Asked by Sinn Féin committee member Órlaithí Flynn to outline what the difficulties were in cross-border engagement on health issues, including the passenger data, Mr Swann said: “On a professional level there’s very good engagement through CMOs [chief medical officers], public health agencies, even the officials who are dealing with the data-sharing issue,” he said.
“When it comes to some of the decision-making and communications at certain levels, I think that’s where the challenge starts to come in as well, because there’s discussions at a political level and decisions that have to be made in different governments as to how those are taken forward.
“But I would say, in regards to the interaction at an official level, CMO level, it’s still highly professional, still good, still strong.
“The communication, the engagements are still good. The decision-making at times is the challenging bit.”
Later on Thursday, Ms Foster said the reason now cited by the authorities in the Republic was “IT difficulties”.
“But there have been many reasons given along the way and we just want to see the political will to get it sorted,” she added.
“I was certainly alarmed to hear from the Health Minister today that he learned about the Indian variants being in the Republic of Ireland through the press, he didn’t hear about it from his counterpart from the Republic of Ireland, so there should be sharing of that sort of information and it’s something that we very much need to see sorted out in the near future.
“It’s long past the time when we should have sorted out the passenger locator form that’s for sure.”
Ms O’Neill added: “It has been running on for far too long, for many, many months there’s been an attempt to try and get a resolution.
“There’s been some improvements but nowhere near where it needs to be. So I do hope that there’s a resolution sooner rather than later.
“And I’m aware that the chief medical officers across the island meet on a Friday every week, so all information should be shared at that conversation and then that should be relayed to us as an executive because the more we are aware of what’s happening across the island then the more we can respond to the pandemic across the island.”
Mr Swann’s comments were raised in the Dáil by Sinn Féin TD David Cullinane during a question session with Minister for Health Stephen Donnelly.

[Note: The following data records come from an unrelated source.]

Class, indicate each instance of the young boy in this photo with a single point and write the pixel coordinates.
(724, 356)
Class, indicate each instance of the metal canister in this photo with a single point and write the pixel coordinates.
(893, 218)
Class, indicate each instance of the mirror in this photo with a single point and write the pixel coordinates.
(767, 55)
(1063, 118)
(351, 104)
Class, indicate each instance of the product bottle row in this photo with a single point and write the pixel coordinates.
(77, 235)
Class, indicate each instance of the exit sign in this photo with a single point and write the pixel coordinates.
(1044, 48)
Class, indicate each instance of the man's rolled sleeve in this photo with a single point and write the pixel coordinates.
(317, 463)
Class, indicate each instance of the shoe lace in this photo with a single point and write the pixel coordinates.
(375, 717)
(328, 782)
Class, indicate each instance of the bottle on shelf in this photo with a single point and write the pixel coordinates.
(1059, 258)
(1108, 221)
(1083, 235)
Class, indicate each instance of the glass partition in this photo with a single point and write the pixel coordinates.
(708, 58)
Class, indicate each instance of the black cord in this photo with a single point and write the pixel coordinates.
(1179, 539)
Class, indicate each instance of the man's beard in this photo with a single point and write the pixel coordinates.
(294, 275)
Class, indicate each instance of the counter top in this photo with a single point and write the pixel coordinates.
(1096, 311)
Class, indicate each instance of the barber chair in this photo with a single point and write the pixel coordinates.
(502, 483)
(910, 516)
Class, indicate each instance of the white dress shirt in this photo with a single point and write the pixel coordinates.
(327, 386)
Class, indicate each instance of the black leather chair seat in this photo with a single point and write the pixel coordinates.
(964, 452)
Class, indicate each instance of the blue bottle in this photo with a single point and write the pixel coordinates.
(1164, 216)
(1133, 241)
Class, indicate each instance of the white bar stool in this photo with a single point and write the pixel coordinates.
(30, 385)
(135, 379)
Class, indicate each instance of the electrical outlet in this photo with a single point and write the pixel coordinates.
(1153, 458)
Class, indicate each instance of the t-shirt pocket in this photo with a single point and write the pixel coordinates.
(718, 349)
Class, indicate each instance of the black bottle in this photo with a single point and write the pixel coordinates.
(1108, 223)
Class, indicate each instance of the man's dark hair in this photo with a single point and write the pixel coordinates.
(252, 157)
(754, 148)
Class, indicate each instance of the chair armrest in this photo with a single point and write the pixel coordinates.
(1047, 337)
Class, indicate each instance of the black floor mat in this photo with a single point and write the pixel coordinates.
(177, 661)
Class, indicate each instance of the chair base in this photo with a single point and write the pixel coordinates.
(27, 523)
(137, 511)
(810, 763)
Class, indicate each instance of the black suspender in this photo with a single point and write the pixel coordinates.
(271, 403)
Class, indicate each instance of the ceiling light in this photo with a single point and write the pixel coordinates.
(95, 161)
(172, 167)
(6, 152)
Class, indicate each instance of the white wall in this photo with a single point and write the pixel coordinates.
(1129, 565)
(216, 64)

Mr Donnelly responded: “For reasons we all understand we take North-South co-operation very seriously, and no more so on this issue because the closer we can have to an all-island approach, the better.
“I will have to see Minister Swann’s comments myself. But what I can say is that there is a very good constructive ongoing relationship.
“We recently held a health sectoral meeting. We are co-operating on data-sharing, on Covid.
“It would not be normal for me to directly contact Minister Swann about the identification of variants any more than he contact me about specific variants found in Northern Ireland.
“There is very close ongoing co-operation between the chief medical officers. The more co-operation we can have, the better.”